John 11:25

Jesus in Present Tense – The Resurrection and the Life



“. . . I am the resurrection and the life; he who believes in Me will live . . .” John 11:25



These words were spoken in the midst of the heartbreaking agony of loss and death. The little house in Bethany had so often been a retreat for Jesus. It now became a morgue of gloom. Lazarus had died, there was deep grief of family and friends, hysterical wailing and shrieking filled the house.

Jesus was late. Mary and Martha believed Lazarus would still be alive if only Jesus had come sooner. Circumstances didn’t allow for any other explanation.  Have you ever felt as Martha did? “Lord, where were you?” Where were you when my marriage dissolved?

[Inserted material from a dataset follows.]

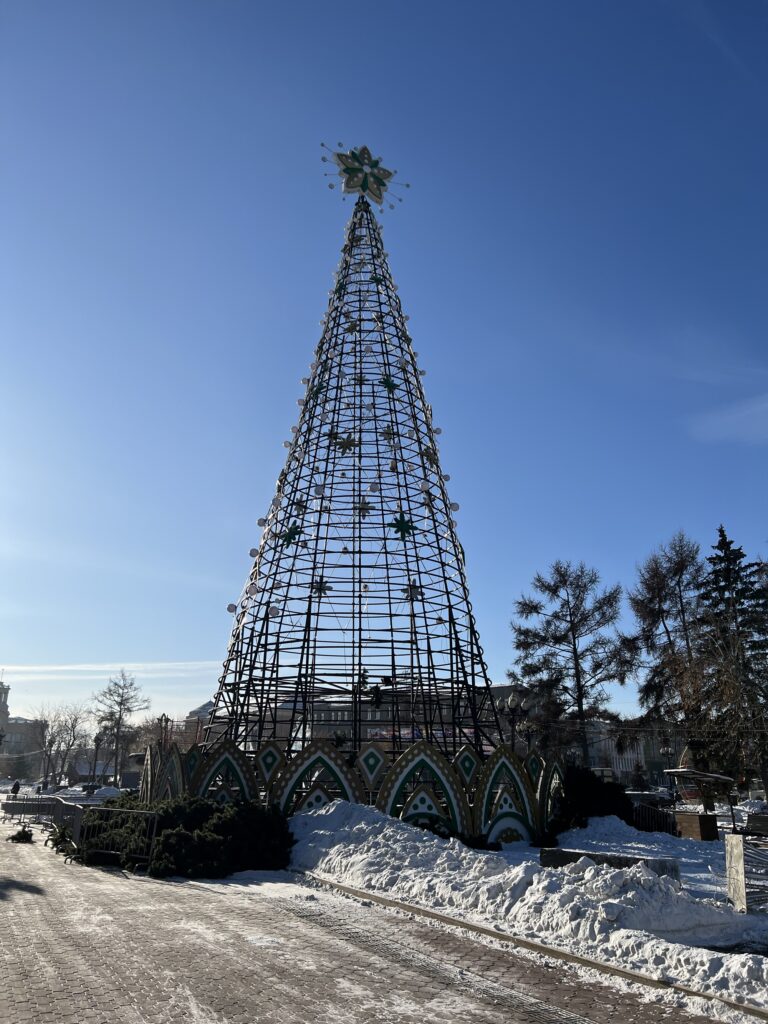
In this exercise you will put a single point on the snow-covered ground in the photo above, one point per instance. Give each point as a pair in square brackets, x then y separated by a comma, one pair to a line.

Where were you when my parents divorced? Where were you when my father was drinking? Where were you when I lost my job? Where were you when I lost my child? Being honest with God is complicated by believing that “good Christians” don’t complain, but we have to cry out, He’s our only hope. 

Jesus was so deeply moved that an involuntary gasp was wrung from His heart. He felt their sorrow with everything He had. People and their problems have a place in God’s presence. 

In this dark setting of loss, Jesus gives us one of His most glorious titles. It’s the crown jewel of Jesus’ “I AM” statements. It’s a radiant expression of Jesus’ authority over life and death. These dramatic words were spoken to one who had been dead four days and smelled of human death. The stench permeated even the house. 

In one of the most climatic moments of Bible narrative, Jesus calls to Lazarus, “Lazarus come out” and the dead man came forth from the tomb still wrapped in grave clothes, but now filled with the breath of life.

There was another resurrection – Jesus’ own. There was a day when Jesus was in a tomb, hearts were heavy, the disciples depressed and defeated, death had claimed Him and snuffed out their hope. But the fog lifted from Calvary, and news spread like wildfire, “He has risen!” Despair turned to delight, tragedy turned to triumph, the victim was now the victor. He is the resurrection.



Today, in Your presence, Lord, I expose my deepest doubts, my greatest struggles.  I confess I believe in You. In this present tense and forever, You are my Resurrection and my Life.